乌克兰“大饥荒”问题是从苏联1932—1933年饥荒问题“演变”而来的。1932—1933年,在苏联发生了一场大规模饥荒,死亡几百万人,覆盖了几乎当时所有产粮区。戈尔巴乔夫改革时期,一些历史档案首先在乌克兰被公布出来,并成为苏联解体后乌克兰和俄罗斯学界、政论界经常探讨和争论的问题。在乌克兰1932—1933年饥荒问题上,“种族灭绝说”与“共同悲剧说”基本上代表着当今研究这一问题的两种相互对立的观点。实际上,这是一场对苏联社会主义制度如何评价的争论,也成为苏联解体后影响乌俄两国关系的、被政治化的历史问题。研究乌克兰饥荒问题,应将其放到上世纪30年代苏联国内外整体环境中分析。如果就事论事,单独放大某一个事件,将导致历史事实的碎片化和绝对化,以偏概全,违背了历史研究应尊重历史事实之基本原则。

一、乌克兰“大饥荒”问题的由来

上世纪20年代后期,苏联开始了工业化建设。为解决大规模工业化建设过程中的粮食和原料不足问题,改变农村落后的生产方式,苏联开展了农业集体化运动。1931年,苏联农业出现粮食减产,农村劳动生产率也有很大下降。1932年初,在乌拉尔地区和西西伯利亚地区开始出现一定规模的饥荒。不久,在乌克兰的44个区也出现了饥荒。这年夏天,饥荒一度停止,秋天再度发生,一直持续到1933年底。作为苏联最重要的产粮区,乌克兰在这场饥荒中受害最深,死亡人数特别引人关注。西方研究者罗伯特·康奎斯特在其著作中提出,饥荒中乌克兰的死亡人数“保守估计”约有500万。
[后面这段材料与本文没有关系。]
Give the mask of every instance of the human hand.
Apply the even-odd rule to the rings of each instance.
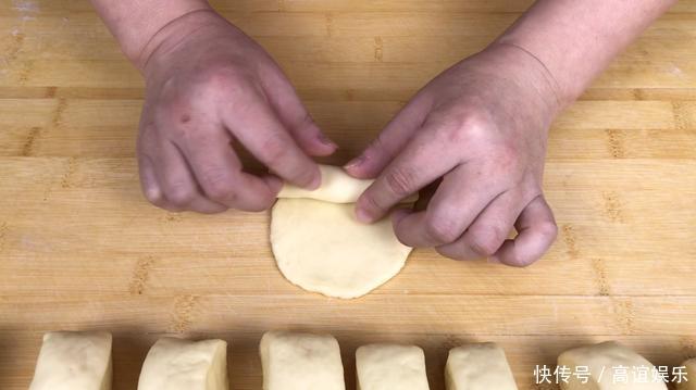
[[[261,211],[273,204],[279,178],[320,185],[310,156],[336,146],[251,38],[214,12],[198,11],[150,42],[140,63],[147,93],[137,151],[150,202],[171,211]],[[272,174],[244,172],[231,147],[237,141]]]
[[[425,211],[394,213],[401,242],[458,260],[533,263],[557,235],[542,176],[559,109],[552,76],[520,48],[494,45],[458,63],[346,165],[355,177],[376,177],[358,200],[357,217],[380,219],[442,178]],[[513,226],[518,236],[507,239]]]

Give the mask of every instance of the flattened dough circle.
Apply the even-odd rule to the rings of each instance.
[[[362,188],[341,169],[322,167],[322,180],[336,186],[333,191],[341,192],[339,181],[344,176],[349,180],[346,193]],[[273,253],[290,282],[309,291],[351,299],[380,287],[403,267],[411,248],[396,238],[389,218],[361,224],[353,216],[353,203],[301,198],[297,189],[291,190],[295,198],[284,199],[282,192],[271,219]],[[313,191],[312,198],[321,191]]]

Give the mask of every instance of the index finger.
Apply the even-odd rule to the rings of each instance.
[[[232,103],[223,113],[224,125],[271,172],[308,189],[321,184],[319,166],[295,142],[262,92]]]
[[[356,216],[363,223],[378,221],[399,201],[436,180],[458,163],[455,148],[447,148],[439,129],[418,130],[403,150],[360,196]]]
[[[515,224],[518,236],[506,240],[490,257],[492,262],[515,267],[539,260],[551,247],[558,234],[554,212],[543,196],[536,197],[520,214]]]

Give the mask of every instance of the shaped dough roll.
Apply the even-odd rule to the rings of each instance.
[[[356,351],[358,390],[428,390],[423,350],[371,344]]]
[[[558,356],[558,365],[571,373],[568,383],[560,383],[564,390],[667,390],[663,382],[652,381],[650,362],[616,341],[566,351]],[[646,380],[636,377],[641,370],[647,372]]]
[[[696,390],[696,358],[682,363],[686,367],[686,377],[676,383],[676,390]]]
[[[110,334],[48,332],[29,390],[110,390],[111,364]]]
[[[449,351],[445,367],[447,390],[517,390],[505,352],[492,342]]]
[[[227,342],[158,340],[142,364],[138,390],[227,390]]]
[[[332,336],[269,331],[261,339],[263,390],[345,390]]]

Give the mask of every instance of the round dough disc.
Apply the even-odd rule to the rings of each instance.
[[[399,273],[411,248],[394,235],[389,218],[361,224],[355,204],[278,199],[271,246],[293,284],[328,297],[358,298]]]

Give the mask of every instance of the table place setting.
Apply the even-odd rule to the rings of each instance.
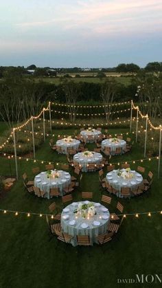
[[[73,161],[82,166],[82,172],[87,172],[87,165],[89,164],[99,164],[102,159],[102,155],[93,151],[84,151],[75,154]]]
[[[130,188],[130,196],[133,196],[131,189],[137,188],[143,181],[142,175],[130,168],[113,170],[106,174],[106,179],[112,187],[118,191],[117,196],[119,197],[122,187]]]
[[[105,139],[102,141],[102,151],[104,152],[106,147],[109,147],[111,148],[111,155],[115,155],[117,148],[121,148],[121,153],[124,153],[124,150],[126,148],[126,142],[118,139],[117,137]]]
[[[63,188],[71,184],[71,175],[62,170],[49,170],[41,172],[34,178],[34,186],[46,192],[44,197],[50,198],[50,188],[58,188],[60,196],[63,196]]]
[[[77,245],[77,235],[89,235],[91,243],[95,243],[96,236],[106,232],[109,221],[108,208],[88,200],[72,203],[61,214],[62,231],[73,236],[73,246]]]
[[[75,150],[78,149],[80,144],[80,140],[72,138],[71,136],[67,136],[56,142],[56,146],[60,147],[61,151],[60,153],[62,154],[68,154],[68,148]]]

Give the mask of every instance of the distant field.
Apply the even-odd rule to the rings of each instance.
[[[117,81],[119,83],[124,84],[125,86],[128,86],[131,83],[131,77],[115,77],[113,76],[113,78],[115,79],[116,81]],[[43,77],[43,78],[35,78],[36,81],[38,81],[39,80],[43,80],[45,82],[48,82],[49,83],[53,83],[56,84],[56,85],[58,85],[60,83],[60,79],[59,78],[49,78],[49,77]],[[87,77],[78,77],[78,78],[69,78],[68,79],[72,80],[73,81],[76,82],[86,82],[89,83],[101,83],[102,82],[104,82],[105,80],[105,78],[87,78]]]

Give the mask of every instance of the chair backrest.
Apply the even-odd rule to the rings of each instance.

在当代乌克兰的各种宣传媒介中,乌克兰在饥荒中的死亡人数有时达到700万、1000万,甚至1500万。乌克兰前总统维克多·尤先科在一次公开讲话中甚至宣布,饥荒时期乌克兰失去了四分之一的居民。乌克兰官方一个最新的统计数字是,在1932—1933年饥荒中乌克兰的死亡人数是3.941万。在俄罗斯,苏联解体前后就有研究者开始统计1932—1933年饥荒中的死亡人数。近年来,随着档案文献和各种统计资料的公布,一些学者提出了比较具体的数字。如,有研究者提出,苏联当时总的死亡人数有200—300万,乌克兰的死亡人数应在100—200万之间。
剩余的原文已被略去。